Some final thoughts …
Democratic deficits are not specific to the US – it is not the only advanced capitalist country where attacks on democratic rights are happening. Hard-right politicians are in power in some countries, fascist parties are increasing their vote share in elections. Fascism itself is being normalised as the far-right is brought into supposedly mainstream right-wing political parties and government coalitions.
Attacks on democracy have included limits imposed on the right to vote, freedom of protest, freedom of assembly, freedom of speech, the right of bodily autonomy, and the right of workers to strike. The cynicism of claiming that Roe and Casey bypassed democracy when they themselves undermine democracy and the will of the people leaves us with a grotesque situation.

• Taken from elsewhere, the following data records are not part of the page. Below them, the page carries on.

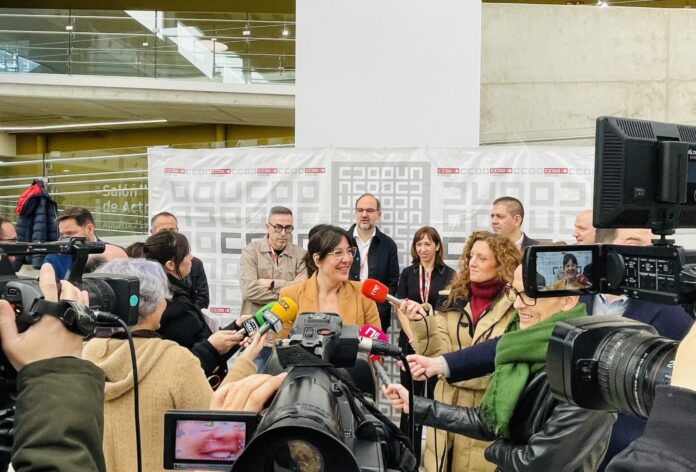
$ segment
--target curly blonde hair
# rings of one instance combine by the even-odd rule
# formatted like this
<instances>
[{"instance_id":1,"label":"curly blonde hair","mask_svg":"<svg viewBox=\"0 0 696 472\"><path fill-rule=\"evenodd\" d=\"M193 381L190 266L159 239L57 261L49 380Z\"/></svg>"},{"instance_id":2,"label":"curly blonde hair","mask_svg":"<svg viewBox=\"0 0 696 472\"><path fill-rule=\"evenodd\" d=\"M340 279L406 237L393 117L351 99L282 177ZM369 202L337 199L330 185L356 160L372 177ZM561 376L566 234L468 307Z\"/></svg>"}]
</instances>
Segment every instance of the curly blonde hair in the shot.
<instances>
[{"instance_id":1,"label":"curly blonde hair","mask_svg":"<svg viewBox=\"0 0 696 472\"><path fill-rule=\"evenodd\" d=\"M450 293L445 307L454 305L457 302L465 302L469 299L471 292L471 279L469 278L469 258L471 248L474 243L483 241L488 244L491 252L495 256L496 272L498 278L506 283L512 283L515 269L520 265L521 254L515 243L504 236L500 236L489 231L475 231L469 236L464 246L462 255L459 256L459 272L452 278L449 285Z\"/></svg>"}]
</instances>

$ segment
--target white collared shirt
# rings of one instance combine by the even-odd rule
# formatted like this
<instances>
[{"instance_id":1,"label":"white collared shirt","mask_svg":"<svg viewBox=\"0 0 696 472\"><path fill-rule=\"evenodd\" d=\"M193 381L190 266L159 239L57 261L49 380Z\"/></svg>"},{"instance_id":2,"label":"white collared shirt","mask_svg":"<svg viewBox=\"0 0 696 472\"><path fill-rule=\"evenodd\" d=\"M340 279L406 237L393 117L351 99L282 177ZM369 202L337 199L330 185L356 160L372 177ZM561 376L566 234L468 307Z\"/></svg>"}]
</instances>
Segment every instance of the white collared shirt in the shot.
<instances>
[{"instance_id":1,"label":"white collared shirt","mask_svg":"<svg viewBox=\"0 0 696 472\"><path fill-rule=\"evenodd\" d=\"M524 232L522 232L522 236L520 236L520 239L515 241L515 244L519 249L522 249L522 241L524 241Z\"/></svg>"},{"instance_id":2,"label":"white collared shirt","mask_svg":"<svg viewBox=\"0 0 696 472\"><path fill-rule=\"evenodd\" d=\"M626 308L628 308L628 297L626 295L621 295L618 299L610 302L604 295L598 293L594 297L592 315L623 316Z\"/></svg>"},{"instance_id":3,"label":"white collared shirt","mask_svg":"<svg viewBox=\"0 0 696 472\"><path fill-rule=\"evenodd\" d=\"M367 266L367 253L370 250L370 244L372 244L372 238L377 234L377 227L375 226L372 234L367 241L363 242L360 234L358 233L358 225L355 225L353 229L353 239L355 239L355 244L358 245L358 251L360 251L360 280L365 280L368 277L369 267Z\"/></svg>"}]
</instances>

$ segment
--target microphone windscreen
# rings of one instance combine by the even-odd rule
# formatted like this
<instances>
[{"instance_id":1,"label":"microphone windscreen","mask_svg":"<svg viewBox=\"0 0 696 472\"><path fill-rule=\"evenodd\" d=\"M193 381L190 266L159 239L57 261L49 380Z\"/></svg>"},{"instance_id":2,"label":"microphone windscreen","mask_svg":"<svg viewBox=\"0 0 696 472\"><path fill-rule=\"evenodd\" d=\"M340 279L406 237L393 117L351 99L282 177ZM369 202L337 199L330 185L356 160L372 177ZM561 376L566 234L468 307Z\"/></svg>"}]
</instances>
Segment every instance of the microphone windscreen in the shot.
<instances>
[{"instance_id":1,"label":"microphone windscreen","mask_svg":"<svg viewBox=\"0 0 696 472\"><path fill-rule=\"evenodd\" d=\"M590 285L590 279L588 279L585 274L578 275L576 280L580 285Z\"/></svg>"},{"instance_id":2,"label":"microphone windscreen","mask_svg":"<svg viewBox=\"0 0 696 472\"><path fill-rule=\"evenodd\" d=\"M389 295L389 288L384 285L379 280L375 279L365 279L362 283L360 291L370 300L374 300L377 303L384 303Z\"/></svg>"},{"instance_id":3,"label":"microphone windscreen","mask_svg":"<svg viewBox=\"0 0 696 472\"><path fill-rule=\"evenodd\" d=\"M378 341L389 342L389 336L375 325L366 324L360 328L360 337L376 339ZM370 354L370 361L377 362L382 356Z\"/></svg>"},{"instance_id":4,"label":"microphone windscreen","mask_svg":"<svg viewBox=\"0 0 696 472\"><path fill-rule=\"evenodd\" d=\"M268 302L256 311L256 314L254 314L254 319L259 326L266 322L266 320L263 319L263 314L266 312L266 310L270 310L271 307L273 307L273 305L276 303L276 301Z\"/></svg>"},{"instance_id":5,"label":"microphone windscreen","mask_svg":"<svg viewBox=\"0 0 696 472\"><path fill-rule=\"evenodd\" d=\"M297 303L290 297L281 297L277 302L273 302L271 312L282 321L295 321L297 318Z\"/></svg>"}]
</instances>

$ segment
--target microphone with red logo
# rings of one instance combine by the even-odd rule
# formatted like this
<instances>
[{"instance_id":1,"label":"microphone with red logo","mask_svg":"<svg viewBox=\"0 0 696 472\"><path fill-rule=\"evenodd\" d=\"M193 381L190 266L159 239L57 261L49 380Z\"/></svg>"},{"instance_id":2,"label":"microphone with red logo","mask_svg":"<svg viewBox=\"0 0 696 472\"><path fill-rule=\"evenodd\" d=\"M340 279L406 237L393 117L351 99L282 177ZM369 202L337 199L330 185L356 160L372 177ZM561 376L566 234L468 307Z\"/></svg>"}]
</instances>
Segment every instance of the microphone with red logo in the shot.
<instances>
[{"instance_id":1,"label":"microphone with red logo","mask_svg":"<svg viewBox=\"0 0 696 472\"><path fill-rule=\"evenodd\" d=\"M389 337L384 333L384 331L379 329L377 326L374 326L371 324L363 325L363 327L360 328L360 337L372 338L372 339L376 339L378 341L384 341L384 342L389 341ZM389 385L390 383L392 383L392 381L389 378L387 371L384 370L384 366L382 365L382 363L379 362L379 360L381 358L382 358L382 356L376 356L374 354L370 354L370 362L375 367L375 371L377 372L379 379L382 381L382 383L384 385Z\"/></svg>"},{"instance_id":2,"label":"microphone with red logo","mask_svg":"<svg viewBox=\"0 0 696 472\"><path fill-rule=\"evenodd\" d=\"M585 274L578 275L575 277L575 280L577 280L578 283L583 287L589 287L592 285L592 282L590 282L590 279Z\"/></svg>"},{"instance_id":3,"label":"microphone with red logo","mask_svg":"<svg viewBox=\"0 0 696 472\"><path fill-rule=\"evenodd\" d=\"M389 293L389 287L384 285L379 280L365 279L365 281L362 283L360 291L367 298L374 300L377 303L384 303L387 301L397 308L401 305L401 300L396 298L394 295L391 295Z\"/></svg>"}]
</instances>

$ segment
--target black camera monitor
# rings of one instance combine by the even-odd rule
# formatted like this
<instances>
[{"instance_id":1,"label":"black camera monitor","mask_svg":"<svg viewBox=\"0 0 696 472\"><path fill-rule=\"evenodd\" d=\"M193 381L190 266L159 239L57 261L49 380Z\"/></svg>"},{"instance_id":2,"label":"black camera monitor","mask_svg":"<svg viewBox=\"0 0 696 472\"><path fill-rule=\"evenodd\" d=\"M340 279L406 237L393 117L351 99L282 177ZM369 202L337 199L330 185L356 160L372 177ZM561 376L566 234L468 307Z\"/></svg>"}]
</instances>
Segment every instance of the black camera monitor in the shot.
<instances>
[{"instance_id":1,"label":"black camera monitor","mask_svg":"<svg viewBox=\"0 0 696 472\"><path fill-rule=\"evenodd\" d=\"M696 227L696 126L597 118L593 225Z\"/></svg>"},{"instance_id":2,"label":"black camera monitor","mask_svg":"<svg viewBox=\"0 0 696 472\"><path fill-rule=\"evenodd\" d=\"M230 470L259 423L259 415L227 411L164 414L164 468Z\"/></svg>"},{"instance_id":3,"label":"black camera monitor","mask_svg":"<svg viewBox=\"0 0 696 472\"><path fill-rule=\"evenodd\" d=\"M592 261L599 246L536 246L524 253L524 289L530 297L585 295L597 291Z\"/></svg>"}]
</instances>

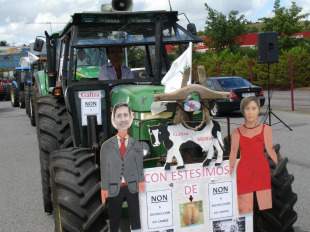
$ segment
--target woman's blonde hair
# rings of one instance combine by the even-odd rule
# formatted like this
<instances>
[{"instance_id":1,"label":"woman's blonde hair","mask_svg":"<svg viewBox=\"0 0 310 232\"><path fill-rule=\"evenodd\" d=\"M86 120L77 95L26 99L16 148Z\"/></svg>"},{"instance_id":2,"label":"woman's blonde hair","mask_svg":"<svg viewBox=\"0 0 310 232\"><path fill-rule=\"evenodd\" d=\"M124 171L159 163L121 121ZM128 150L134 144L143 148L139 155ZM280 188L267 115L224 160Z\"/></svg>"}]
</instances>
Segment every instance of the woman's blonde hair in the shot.
<instances>
[{"instance_id":1,"label":"woman's blonde hair","mask_svg":"<svg viewBox=\"0 0 310 232\"><path fill-rule=\"evenodd\" d=\"M240 111L241 113L244 115L244 108L251 102L254 101L257 106L258 109L260 108L260 100L258 97L256 96L249 96L249 97L245 97L242 99L241 103L240 103Z\"/></svg>"}]
</instances>

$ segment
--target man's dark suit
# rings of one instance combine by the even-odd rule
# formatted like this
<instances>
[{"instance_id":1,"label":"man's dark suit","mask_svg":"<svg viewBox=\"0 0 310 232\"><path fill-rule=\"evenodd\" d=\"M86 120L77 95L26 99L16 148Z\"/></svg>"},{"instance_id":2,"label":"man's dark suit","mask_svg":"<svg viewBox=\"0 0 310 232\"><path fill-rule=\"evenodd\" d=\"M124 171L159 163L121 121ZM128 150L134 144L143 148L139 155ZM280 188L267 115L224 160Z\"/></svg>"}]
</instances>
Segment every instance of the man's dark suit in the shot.
<instances>
[{"instance_id":1,"label":"man's dark suit","mask_svg":"<svg viewBox=\"0 0 310 232\"><path fill-rule=\"evenodd\" d=\"M113 225L111 223L117 226L119 224L117 218L118 215L120 217L121 203L124 197L126 197L128 202L130 218L136 217L133 221L131 220L131 228L138 229L135 227L140 226L140 215L135 214L139 214L139 210L137 210L139 209L139 205L135 204L139 203L139 183L144 181L142 145L134 138L129 137L126 152L122 159L118 139L114 136L102 144L100 163L101 188L108 190L109 213L112 210L114 214L109 215L111 231L113 231ZM122 177L124 177L127 186L121 187ZM113 204L112 207L111 203ZM120 209L118 209L119 207ZM137 217L139 219L139 225L135 222Z\"/></svg>"}]
</instances>

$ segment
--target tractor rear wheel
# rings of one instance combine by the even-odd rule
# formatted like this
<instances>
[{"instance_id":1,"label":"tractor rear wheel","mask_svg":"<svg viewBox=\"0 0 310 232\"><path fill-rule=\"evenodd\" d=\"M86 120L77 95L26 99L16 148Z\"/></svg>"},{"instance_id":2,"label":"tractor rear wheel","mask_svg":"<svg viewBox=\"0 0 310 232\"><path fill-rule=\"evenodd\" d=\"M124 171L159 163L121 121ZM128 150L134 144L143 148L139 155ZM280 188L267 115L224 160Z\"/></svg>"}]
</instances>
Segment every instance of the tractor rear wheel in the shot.
<instances>
[{"instance_id":1,"label":"tractor rear wheel","mask_svg":"<svg viewBox=\"0 0 310 232\"><path fill-rule=\"evenodd\" d=\"M44 210L52 213L49 155L56 150L72 147L72 137L62 98L37 95L35 106Z\"/></svg>"},{"instance_id":2,"label":"tractor rear wheel","mask_svg":"<svg viewBox=\"0 0 310 232\"><path fill-rule=\"evenodd\" d=\"M10 86L4 87L4 101L10 101Z\"/></svg>"},{"instance_id":3,"label":"tractor rear wheel","mask_svg":"<svg viewBox=\"0 0 310 232\"><path fill-rule=\"evenodd\" d=\"M95 154L88 148L56 151L50 174L55 231L107 231Z\"/></svg>"},{"instance_id":4,"label":"tractor rear wheel","mask_svg":"<svg viewBox=\"0 0 310 232\"><path fill-rule=\"evenodd\" d=\"M11 104L13 107L18 106L18 90L15 85L11 85L10 87L10 93L11 93Z\"/></svg>"},{"instance_id":5,"label":"tractor rear wheel","mask_svg":"<svg viewBox=\"0 0 310 232\"><path fill-rule=\"evenodd\" d=\"M269 157L271 183L272 183L272 209L258 210L254 207L254 231L255 232L291 232L293 224L297 220L297 213L293 206L297 202L297 194L292 191L294 176L287 171L288 159L280 153L280 145L275 146L278 155L278 165ZM267 154L265 153L267 157Z\"/></svg>"},{"instance_id":6,"label":"tractor rear wheel","mask_svg":"<svg viewBox=\"0 0 310 232\"><path fill-rule=\"evenodd\" d=\"M19 108L25 108L25 92L24 91L18 92L18 99L19 99Z\"/></svg>"}]
</instances>

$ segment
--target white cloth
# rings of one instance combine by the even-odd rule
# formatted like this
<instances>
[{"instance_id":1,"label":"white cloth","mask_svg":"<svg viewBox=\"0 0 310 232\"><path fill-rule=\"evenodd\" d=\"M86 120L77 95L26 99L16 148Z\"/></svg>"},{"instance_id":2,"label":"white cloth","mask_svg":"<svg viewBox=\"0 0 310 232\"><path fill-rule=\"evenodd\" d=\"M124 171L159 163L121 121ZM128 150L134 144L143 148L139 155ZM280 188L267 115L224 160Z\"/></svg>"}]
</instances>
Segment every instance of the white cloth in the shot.
<instances>
[{"instance_id":1,"label":"white cloth","mask_svg":"<svg viewBox=\"0 0 310 232\"><path fill-rule=\"evenodd\" d=\"M182 77L184 71L190 67L190 76L187 84L192 81L192 46L193 43L189 43L189 47L186 51L176 59L167 74L161 81L161 84L165 86L165 93L170 93L181 88Z\"/></svg>"}]
</instances>

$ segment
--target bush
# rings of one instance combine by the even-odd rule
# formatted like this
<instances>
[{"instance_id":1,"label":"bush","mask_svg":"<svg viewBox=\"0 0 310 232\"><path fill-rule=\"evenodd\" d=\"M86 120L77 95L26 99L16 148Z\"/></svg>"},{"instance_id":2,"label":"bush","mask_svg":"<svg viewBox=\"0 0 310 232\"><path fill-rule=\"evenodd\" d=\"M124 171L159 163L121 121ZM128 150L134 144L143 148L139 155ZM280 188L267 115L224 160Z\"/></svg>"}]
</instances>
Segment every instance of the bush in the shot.
<instances>
[{"instance_id":1,"label":"bush","mask_svg":"<svg viewBox=\"0 0 310 232\"><path fill-rule=\"evenodd\" d=\"M294 49L294 50L293 50ZM291 85L290 77L290 56L293 65L294 87L310 87L310 56L305 50L293 48L290 52L279 57L278 63L269 64L270 85L273 87L288 88ZM240 57L240 54L235 55ZM203 56L209 57L210 55ZM231 54L228 57L234 58ZM217 56L217 58L219 58ZM206 69L207 77L218 76L219 66L221 76L241 76L251 81L250 59L252 59L252 79L253 84L260 86L268 86L268 64L258 64L257 58L239 58L239 59L223 59L197 62Z\"/></svg>"}]
</instances>

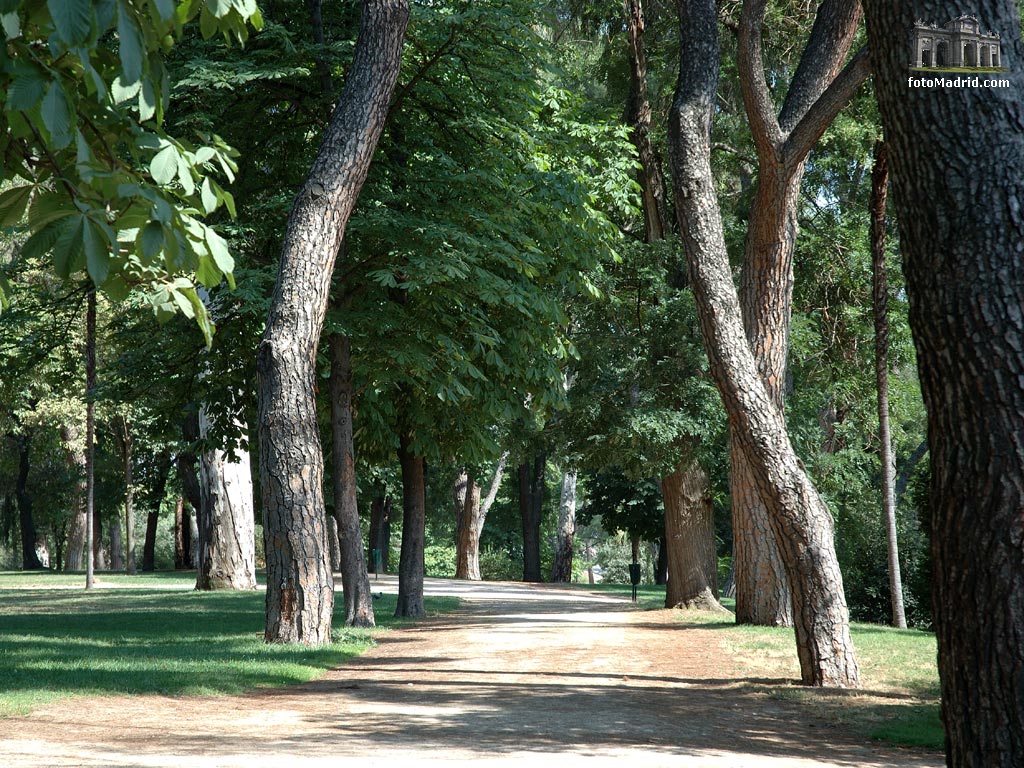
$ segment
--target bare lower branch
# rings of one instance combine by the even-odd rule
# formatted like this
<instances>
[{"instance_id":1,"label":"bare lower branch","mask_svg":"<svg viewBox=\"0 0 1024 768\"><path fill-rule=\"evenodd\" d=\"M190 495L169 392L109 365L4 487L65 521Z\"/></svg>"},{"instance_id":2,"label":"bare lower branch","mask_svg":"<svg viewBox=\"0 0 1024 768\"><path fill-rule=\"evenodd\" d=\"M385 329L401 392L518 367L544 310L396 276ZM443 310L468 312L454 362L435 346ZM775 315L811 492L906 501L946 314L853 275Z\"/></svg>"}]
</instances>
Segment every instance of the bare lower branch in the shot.
<instances>
[{"instance_id":1,"label":"bare lower branch","mask_svg":"<svg viewBox=\"0 0 1024 768\"><path fill-rule=\"evenodd\" d=\"M768 91L768 82L764 74L761 28L767 4L767 0L747 0L743 4L737 55L743 104L747 110L757 154L761 158L774 156L783 140L782 129L775 116L775 104Z\"/></svg>"}]
</instances>

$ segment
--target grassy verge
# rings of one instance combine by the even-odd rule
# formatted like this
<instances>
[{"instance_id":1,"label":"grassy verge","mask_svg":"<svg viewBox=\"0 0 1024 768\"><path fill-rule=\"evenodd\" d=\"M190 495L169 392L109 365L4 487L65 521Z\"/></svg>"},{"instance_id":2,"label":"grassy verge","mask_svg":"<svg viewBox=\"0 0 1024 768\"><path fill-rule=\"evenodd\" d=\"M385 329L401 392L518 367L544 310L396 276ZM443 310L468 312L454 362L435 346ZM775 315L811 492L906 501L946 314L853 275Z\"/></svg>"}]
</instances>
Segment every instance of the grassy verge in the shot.
<instances>
[{"instance_id":1,"label":"grassy verge","mask_svg":"<svg viewBox=\"0 0 1024 768\"><path fill-rule=\"evenodd\" d=\"M573 584L573 587L585 589L588 592L601 592L606 595L615 595L630 599L633 597L633 587L629 584ZM636 588L637 608L644 611L654 611L665 607L665 585L641 584Z\"/></svg>"},{"instance_id":2,"label":"grassy verge","mask_svg":"<svg viewBox=\"0 0 1024 768\"><path fill-rule=\"evenodd\" d=\"M691 612L680 618L726 630L724 650L752 677L799 679L792 629L736 625L714 614ZM941 750L935 635L877 624L853 624L850 631L860 665L859 690L770 686L770 695L798 701L826 720L872 739Z\"/></svg>"},{"instance_id":3,"label":"grassy verge","mask_svg":"<svg viewBox=\"0 0 1024 768\"><path fill-rule=\"evenodd\" d=\"M10 578L4 574L0 585L10 586ZM0 591L0 717L65 697L234 694L301 683L398 624L395 598L384 595L374 606L379 629L336 627L334 642L321 648L267 645L263 592L193 592L160 588L177 587L166 576L135 578L132 586L141 580L155 588L86 593L50 582ZM458 601L426 604L437 613Z\"/></svg>"}]
</instances>

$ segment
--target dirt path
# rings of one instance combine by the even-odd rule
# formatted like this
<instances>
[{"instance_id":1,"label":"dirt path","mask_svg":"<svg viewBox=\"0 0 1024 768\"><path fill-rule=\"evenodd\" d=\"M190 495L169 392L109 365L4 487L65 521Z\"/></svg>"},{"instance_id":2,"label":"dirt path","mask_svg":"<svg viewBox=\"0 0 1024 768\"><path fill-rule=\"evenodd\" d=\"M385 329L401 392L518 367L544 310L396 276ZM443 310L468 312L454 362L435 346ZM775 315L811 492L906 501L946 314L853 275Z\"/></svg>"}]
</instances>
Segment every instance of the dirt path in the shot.
<instances>
[{"instance_id":1,"label":"dirt path","mask_svg":"<svg viewBox=\"0 0 1024 768\"><path fill-rule=\"evenodd\" d=\"M937 768L768 697L720 631L600 595L428 580L457 616L387 633L314 683L94 698L0 720L0 765ZM382 582L385 589L390 582Z\"/></svg>"}]
</instances>

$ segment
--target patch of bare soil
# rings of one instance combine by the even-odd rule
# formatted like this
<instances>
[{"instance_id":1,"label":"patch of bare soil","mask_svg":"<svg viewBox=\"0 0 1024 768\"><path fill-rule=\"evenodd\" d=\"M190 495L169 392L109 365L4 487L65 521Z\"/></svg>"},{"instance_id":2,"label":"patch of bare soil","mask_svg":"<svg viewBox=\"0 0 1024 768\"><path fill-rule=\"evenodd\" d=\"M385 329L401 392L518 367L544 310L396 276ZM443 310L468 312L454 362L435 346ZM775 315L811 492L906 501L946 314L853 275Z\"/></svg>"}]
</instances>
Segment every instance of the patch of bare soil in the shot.
<instances>
[{"instance_id":1,"label":"patch of bare soil","mask_svg":"<svg viewBox=\"0 0 1024 768\"><path fill-rule=\"evenodd\" d=\"M458 589L463 589L461 586ZM865 744L744 676L721 629L551 587L463 591L302 686L78 699L0 720L0 764L938 768Z\"/></svg>"}]
</instances>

This is magnified as state legislatures undermine voting rights, and the rights of bodily autonomy, banning books in schools, allowing attacks on protestors and limiting citizens’ initiatives for the sole purposes of staying in political power and advancing a right-wing political, social and economic agenda. It is no longer possible to pretend that this is an aberration, as those advocating these attacks are in political power and have support among their constituents. The power of the far-right is increasing, not declining, and we are headed towards further attacks on our civil and human rights. Many mainstream politicians do not even understand (this is not about “conservatism”) and do not know how to fight, often viewing the left and those supporting preserving democratic rights as a bigger enemy due to what they perceive as a threat to the economic system that they are pledged to protect.
Call it a democratic deficit if you want, but creeping fascism is a far better description of the situation. In some states in the US, fascism has gone way beyond creeping. Stopping this in its tracks will not be done unless we fight for it; all the changes that we have demanded have historically required a struggle to force politicians to move. There is no reason that this will change now or in the future. This is a struggle that we cannot pretend doesn’t exist or treat as an aberration. We need collective organisation and autonomous self-organisation of the oppressed to carry through this fight and hope to win it.